Davanti a questo quadro in Parlamento se si esclude una minima minoranza rappresentata dal partito di Di Pietro e dalla Lega (delle cui “innovative” posizioni è evidente la strumentalità), non trova voce e rappresentanza chi è colpito e chi si oppone a questa politica persecutoria e di classe del padronato e dei partiti che esplicitamente sosterranno con il voto le misure antipopolari.
Sarà finalmente chiaro e in maniera definitiva, da che parte sta il Partito Democratico e quali interessi difende e rappresenta e quanto la politica del Pd coincida con gli interessi delle banche e dei padroni. Cadranno tutte le maschere.
Il sindacato finora balbetta. Davanti a quest’ennesimo frontale attacco alle condizioni di vita dei discriminati non hanno ancora preso una posizione chiara e alternativa. Non è stata ancora decisa alcuna forma di protesta se si esclude lo sciopero di protesta … di ben due ore previsto per il 12 dicembre p.v. di Cisl e Uil da una parte e quello di quattro ore della Cgil dall’altra, iniziative veramente inadeguate alla circostanza che annullano, per il momento, l’ipotesi di una risposta adeguata e più forte. Cosa ci si può aspettare, d’altra parte, da chi ha sostenuto da sempre le politiche di compatibilità e di concertazione, da chi ha permesso al padronato in questi anni di demolire ogni tutela dei salari, di azzerare il collocamento, di licenziare anche senza giusta causa, di cancellare i diritti e lo Statuto dei lavoratori, o i contratti nazionali di lavoro, ecc.
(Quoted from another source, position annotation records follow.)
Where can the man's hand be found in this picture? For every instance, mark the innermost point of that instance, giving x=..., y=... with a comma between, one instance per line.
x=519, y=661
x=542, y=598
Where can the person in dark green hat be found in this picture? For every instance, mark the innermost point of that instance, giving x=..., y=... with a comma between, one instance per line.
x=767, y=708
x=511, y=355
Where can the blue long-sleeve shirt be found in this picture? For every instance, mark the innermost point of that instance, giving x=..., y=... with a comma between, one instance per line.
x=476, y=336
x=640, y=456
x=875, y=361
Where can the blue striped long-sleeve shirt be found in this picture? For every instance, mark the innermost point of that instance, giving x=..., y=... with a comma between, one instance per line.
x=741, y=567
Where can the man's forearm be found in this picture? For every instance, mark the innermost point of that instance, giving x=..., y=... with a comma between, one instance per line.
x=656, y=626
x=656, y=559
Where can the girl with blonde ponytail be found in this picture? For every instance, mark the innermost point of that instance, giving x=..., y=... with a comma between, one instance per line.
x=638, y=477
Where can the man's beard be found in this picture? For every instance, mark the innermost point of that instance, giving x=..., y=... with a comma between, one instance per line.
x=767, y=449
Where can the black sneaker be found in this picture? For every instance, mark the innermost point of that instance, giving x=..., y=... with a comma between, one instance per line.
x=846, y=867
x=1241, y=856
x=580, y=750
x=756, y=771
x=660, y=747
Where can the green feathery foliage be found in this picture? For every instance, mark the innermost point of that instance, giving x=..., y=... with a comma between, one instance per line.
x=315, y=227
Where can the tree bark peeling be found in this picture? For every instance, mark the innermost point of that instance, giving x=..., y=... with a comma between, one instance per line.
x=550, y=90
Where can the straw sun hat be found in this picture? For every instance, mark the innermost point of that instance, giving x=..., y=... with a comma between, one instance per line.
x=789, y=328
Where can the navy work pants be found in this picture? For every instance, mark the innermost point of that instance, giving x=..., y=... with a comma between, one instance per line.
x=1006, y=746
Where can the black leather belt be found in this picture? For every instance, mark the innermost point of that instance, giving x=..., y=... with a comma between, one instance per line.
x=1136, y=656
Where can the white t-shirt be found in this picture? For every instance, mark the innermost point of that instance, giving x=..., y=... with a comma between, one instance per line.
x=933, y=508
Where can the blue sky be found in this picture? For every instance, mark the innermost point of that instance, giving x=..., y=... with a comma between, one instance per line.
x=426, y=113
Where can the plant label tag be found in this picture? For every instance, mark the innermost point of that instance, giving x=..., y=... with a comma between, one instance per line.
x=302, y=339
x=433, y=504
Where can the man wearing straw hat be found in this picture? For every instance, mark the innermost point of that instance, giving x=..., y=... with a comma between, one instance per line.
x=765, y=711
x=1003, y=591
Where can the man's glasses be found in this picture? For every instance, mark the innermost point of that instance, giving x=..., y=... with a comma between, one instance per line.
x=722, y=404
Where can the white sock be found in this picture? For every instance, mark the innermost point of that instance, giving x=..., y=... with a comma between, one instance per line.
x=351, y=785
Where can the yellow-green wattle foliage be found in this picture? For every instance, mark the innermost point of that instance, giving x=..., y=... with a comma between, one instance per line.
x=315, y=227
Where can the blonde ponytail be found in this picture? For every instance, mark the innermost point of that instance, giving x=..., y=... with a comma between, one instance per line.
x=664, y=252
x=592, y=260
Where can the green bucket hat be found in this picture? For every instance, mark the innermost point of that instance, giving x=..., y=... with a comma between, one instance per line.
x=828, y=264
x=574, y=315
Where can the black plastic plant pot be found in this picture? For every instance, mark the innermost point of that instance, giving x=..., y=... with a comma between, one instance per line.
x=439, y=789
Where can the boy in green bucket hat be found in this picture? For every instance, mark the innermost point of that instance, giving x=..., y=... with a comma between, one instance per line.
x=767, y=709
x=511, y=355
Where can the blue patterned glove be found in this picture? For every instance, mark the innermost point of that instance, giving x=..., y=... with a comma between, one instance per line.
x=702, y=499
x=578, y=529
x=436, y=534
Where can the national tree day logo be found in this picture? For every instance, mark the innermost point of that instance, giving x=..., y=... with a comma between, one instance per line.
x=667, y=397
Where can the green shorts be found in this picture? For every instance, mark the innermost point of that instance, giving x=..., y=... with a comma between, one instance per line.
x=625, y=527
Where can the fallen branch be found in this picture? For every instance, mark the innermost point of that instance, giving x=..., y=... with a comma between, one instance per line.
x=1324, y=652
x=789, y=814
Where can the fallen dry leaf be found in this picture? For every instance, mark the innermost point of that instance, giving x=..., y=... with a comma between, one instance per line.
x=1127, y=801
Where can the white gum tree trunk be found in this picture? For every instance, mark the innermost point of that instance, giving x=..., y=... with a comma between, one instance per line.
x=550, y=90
Davanti alla manovra occorre una risposta di lotta forte e adeguata da parte di chi è colpito da questa politica di classe che la sottintende.
Occorre prendere tutte le iniziative di lotta possibili, compreso un referendum per l’abolizione degli strumenti legislativi che saranno presi per legittimare l’operazione.
Occorre schierarsi, protestare, ribellarsi a chi ci toglie il futuro per arricchirsi ancora di più. Occorre far sentire in ogni modo possibile la nostra voce, rabbia e determinazione e contrastare fino in fondo le misure, nei posti di lavoro, nelle piazze, nelle sedi di tutti i partiti e sindacati e in tutti gli spazi possibili, attraverso il web, la stampa ecc. Tutto è nelle nostre mani. Compresa la nostra sconfitta.
Occorre perciò avere consapevolezza dell’impronta sociale di classe di quanto avviene. Occorre prendere coscienza che la risposta deve essere di classe, della classe degli oppressi organizzandoci per ricostituire il sindacato di classe dei lavoratori e degli oppressi che condividono la stessa sorte e le stesse condizioni di vita, per imporre la cancellazione di quanto deciso, produrre un’inversione di rotta e mettere al centro le condizioni di vita dei lavoratori e dei pensionati e non gli affari, i profitti e gli interessi di speculatori e padroni.